The calculation of defendant's expected income, in determining child support, was well founded, but the amount of maintenance should not have been deducted from his income, since there was no provision for a concomitant increase in child support upon termination of maintenance (see, Lekutanaj v. Lekutanaj, 234 A.D.2d 429, 431; Huber v. Huber, 229 A.D.2d 904, 905). In addition, since defendant is bearing the entire cost of the children's financial needs, he, not plaintiff, should be permitted to declare them as tax exemptions (see, Burns v. Burns, 193 A.D.2d 1104, 1105, mod on other grounds 84 N.Y.2d 369).
The $26,859.65 home equity loan incurred by plaintiff effectively supplemented the pendente lite awards of maintenance, child support, counsel fees and necessary household expenses, and thus defendant should not be required to pay it. The Special Referee misapprehended Justice Tolub's order with respect to plaintiff's psychologist bills, which also should not be borne by defendant. The remaining arrears and reimbursements were proper expenses for which defendant is liable.

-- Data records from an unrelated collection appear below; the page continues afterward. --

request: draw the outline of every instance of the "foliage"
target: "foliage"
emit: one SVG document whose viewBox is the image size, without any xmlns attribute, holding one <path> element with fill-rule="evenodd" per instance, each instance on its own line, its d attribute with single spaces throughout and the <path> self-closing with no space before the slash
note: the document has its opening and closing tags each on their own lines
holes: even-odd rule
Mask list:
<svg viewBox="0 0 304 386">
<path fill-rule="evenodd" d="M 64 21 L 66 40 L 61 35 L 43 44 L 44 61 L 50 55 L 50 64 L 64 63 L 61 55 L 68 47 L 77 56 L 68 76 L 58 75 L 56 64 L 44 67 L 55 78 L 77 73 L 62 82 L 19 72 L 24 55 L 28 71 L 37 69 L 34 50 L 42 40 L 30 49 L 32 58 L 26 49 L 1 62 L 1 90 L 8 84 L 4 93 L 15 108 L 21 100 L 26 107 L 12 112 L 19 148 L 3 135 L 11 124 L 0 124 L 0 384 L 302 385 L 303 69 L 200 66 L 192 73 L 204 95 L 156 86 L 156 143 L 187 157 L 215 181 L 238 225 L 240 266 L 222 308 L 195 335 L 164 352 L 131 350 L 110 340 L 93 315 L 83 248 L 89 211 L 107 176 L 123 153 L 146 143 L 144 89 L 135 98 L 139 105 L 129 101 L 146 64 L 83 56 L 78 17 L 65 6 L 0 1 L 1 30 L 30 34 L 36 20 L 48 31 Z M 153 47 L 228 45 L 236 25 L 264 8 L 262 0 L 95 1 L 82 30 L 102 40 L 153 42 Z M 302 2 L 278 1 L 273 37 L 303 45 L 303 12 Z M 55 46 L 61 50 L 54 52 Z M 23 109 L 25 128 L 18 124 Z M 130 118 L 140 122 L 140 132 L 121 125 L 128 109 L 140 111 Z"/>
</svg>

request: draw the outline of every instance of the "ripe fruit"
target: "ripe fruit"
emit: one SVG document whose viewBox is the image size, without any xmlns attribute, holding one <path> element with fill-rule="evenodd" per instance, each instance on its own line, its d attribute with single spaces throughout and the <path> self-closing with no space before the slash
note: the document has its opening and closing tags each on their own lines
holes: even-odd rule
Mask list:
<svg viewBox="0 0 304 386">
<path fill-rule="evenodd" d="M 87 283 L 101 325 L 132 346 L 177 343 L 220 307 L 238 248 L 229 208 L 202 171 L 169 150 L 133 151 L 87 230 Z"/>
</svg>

The award of $60,000 of plaintiff's counsel fees properly took into consideration her ability to pay them, as well as the obstructive tactics of defendant and his counsel observed by the Special Referee (see, DeCabrera v. Cabrera-Rosete, 70 N.Y.2d 879, 881-882; Lammers v. Lammers, 227 A.D.2d 255, lv dismissed 89 N.Y.2d 860).
It was a proper exercise of discretion to direct plaintiff to effect the sale of the house and to credit defendant with the home mortgage and tax payments he was directed to continue making.
The issue of custody and visitation was properly referred to the Family Court for consideration of the best interests of the children.
Concur — Williams, J. P., Wallach, Andrias and Saxe, JJ.